11 30 – 425.4 km reading: The ghats are getting over. It becomes easier to drive without too much caution and breaking.

11 45 – 444 km reading: Ghats are over. There is actually a sign saying “GHATS OVER” :D But this makes the road hot as hell since there is no tree cover.

11 55 – 446.5 km reading: We reached Honavar. We also finally merged with NH 17.

12 15 – 470 km reading: Bad roads!! Potholes!!

12 25 – 475 km reading: We stopped at a “shady spot” to drink tender coconut water and stretch our legs!! Noticed that most places on this entire stretch has got network.

Ankola is 37 km from Karwar. Road is good except for the adhoc potholes. It’s still really really hot!!!

13 20 – 527 km reading: We see the sea!!! (pic)

13 25 – 531 km reading: Truck jams due to the approaching border. A/C is needed to keep away the dust, smoke and heat!! Construction on the road makes it worse!!

13 35 – 533 km reading: Its better :) (pic of sea/ boats)

Stopped at Karwar for lunch…Silver Gate. Eating Chinese food – not the best!!

More later :)

The Westside Story



Bangalore - Shimoga
The day began at 3 :15 in the morning thanks to Danish’s nagging!! Well, thank god for it else I’d have been blogging this first post at noon and not at 8:00 a.m…!!

Stomach full of Coorg coffee, we left home (Koramangala) at 3 55 and picked everyone up and and headed to IISC (Malleshwaram) to meet another friend we’re not gonna meet for quite a while!! Owing to the empty roads we reached there really soon, met Eshita and left by 4 20, richer by a compass for me (as navigator) and a BMW book for Danish!

We took the Tumkur Road at 4 35, where our speed was limited as we hit truck traffic owing to construction on that road. We learnt soon enough that during night driving it’s always better to tail another vehicle. This helps when the vehicle you are tailing is driving at the same speed or slightly faster than you are and isn’t rash! You get a way out of all the truck traffic by following them and you get to know of all the road bumps well in advance!

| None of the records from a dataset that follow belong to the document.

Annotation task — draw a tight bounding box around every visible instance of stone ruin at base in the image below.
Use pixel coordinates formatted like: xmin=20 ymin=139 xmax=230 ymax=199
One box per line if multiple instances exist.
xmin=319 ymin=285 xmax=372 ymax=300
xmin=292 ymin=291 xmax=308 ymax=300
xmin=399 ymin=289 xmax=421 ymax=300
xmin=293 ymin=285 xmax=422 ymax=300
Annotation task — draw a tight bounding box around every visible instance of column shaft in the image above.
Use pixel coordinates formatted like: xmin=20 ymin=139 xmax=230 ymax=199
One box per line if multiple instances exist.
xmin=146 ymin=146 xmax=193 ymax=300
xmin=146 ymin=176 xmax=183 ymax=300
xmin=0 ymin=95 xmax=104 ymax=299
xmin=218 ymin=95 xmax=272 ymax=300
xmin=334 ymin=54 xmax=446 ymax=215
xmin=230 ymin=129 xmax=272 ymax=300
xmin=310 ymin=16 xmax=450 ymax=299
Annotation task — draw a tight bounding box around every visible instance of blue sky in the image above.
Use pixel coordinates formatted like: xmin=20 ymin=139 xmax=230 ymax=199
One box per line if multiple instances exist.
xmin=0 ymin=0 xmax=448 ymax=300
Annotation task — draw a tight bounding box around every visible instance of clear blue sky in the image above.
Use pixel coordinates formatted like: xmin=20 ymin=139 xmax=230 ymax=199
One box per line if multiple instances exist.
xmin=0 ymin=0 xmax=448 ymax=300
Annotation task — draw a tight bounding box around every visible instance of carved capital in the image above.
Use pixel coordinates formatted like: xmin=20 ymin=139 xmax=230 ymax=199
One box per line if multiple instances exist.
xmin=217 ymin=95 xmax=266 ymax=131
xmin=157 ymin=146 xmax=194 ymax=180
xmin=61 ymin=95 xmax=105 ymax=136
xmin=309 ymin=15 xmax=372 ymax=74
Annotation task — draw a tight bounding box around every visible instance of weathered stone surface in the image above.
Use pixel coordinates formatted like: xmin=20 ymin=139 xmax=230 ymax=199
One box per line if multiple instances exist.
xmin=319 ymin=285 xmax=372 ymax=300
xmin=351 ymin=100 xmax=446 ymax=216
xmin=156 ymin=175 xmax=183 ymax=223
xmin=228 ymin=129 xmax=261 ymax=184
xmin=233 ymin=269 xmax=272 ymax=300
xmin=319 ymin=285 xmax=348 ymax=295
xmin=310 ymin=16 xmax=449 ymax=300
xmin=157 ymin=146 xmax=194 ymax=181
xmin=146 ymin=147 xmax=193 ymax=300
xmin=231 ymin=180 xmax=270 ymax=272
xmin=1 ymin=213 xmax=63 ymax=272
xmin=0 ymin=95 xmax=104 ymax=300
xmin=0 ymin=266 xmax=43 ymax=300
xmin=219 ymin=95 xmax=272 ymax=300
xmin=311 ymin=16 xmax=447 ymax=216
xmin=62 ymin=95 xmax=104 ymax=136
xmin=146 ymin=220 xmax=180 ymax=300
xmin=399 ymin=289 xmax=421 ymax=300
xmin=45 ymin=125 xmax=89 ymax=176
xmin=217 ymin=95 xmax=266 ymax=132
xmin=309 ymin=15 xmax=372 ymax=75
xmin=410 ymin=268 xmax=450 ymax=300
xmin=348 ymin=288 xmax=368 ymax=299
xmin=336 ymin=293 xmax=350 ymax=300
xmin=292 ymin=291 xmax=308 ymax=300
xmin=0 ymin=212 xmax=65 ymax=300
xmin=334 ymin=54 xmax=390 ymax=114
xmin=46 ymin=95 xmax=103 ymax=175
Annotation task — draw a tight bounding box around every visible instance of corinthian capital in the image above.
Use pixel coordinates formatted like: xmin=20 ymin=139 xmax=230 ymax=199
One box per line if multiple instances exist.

After driving for 40.3 km we reached a toll gate and fished out Rs. 23. We made two mistakes :P we were concentrating on the toll gates and trucks we missed the bump a couple of feet away!! We had to screech to a halt but still took it pretty bad! The second mistake we made was to drive away without the toll ticket :P!!!

We reached CCD at 5 15, which is 22 km from the toll gate. The rest rooms are clean and it’s a place you can rest for a bit and replenish yourself with a strong cuppa! We did no such thing! Hey, I have Danish with me! ;D

We reached the second toll gate at 7 15, where we had to pay again! Had we kept the previous toll ticket, we’d have sailed right through!

At 76.3 km (5 30 a.m.) after setting out we came to a fork in the road where we took NH 206 from NH 4 that we were earlier following. Most trucks and heavy vehicles take NH 4 which is why we chose the other one. NH 206 goes through Shimoga-Honnavur-Karwar-Ankola-Madagaon-Panaji. NH 4 goes through Hubli.

By the time we reached a small town called Gubi around 5 50 a.m. (97.2 km), we (read I) was starving. We opened a packet of uncle chips (brought specially over from Delhi).

On the highway you make pseudo friends. These guys last you till quite some time, they overtake, play hide and seek and you miss them when they go away!!! We made our very own friend – KA 19 MB 7799 – Qualis! This “friend” was still with us at 153 km at 6 33 a.m. from Yashwanpur.

We crossed Siddapura at 164 km reading. This was when day broke at 6 45 a.m… this is when we left our Qualis friend wa-ay behind!! *sigh*

215.6 km. 7 23 a.m. – Kadur.

A bad stretch from 252 km to 253. Speeds reduced considerably.

After driving for a while, around 8 15, after Badravati at 274 km reading, we hit a stretch that was beautiful… Blanketed with fog and not too cold at all, it is a really nice drive. Although this might slow you down a bit.

We reached Shimoga at 284 km at 8 26 a.m.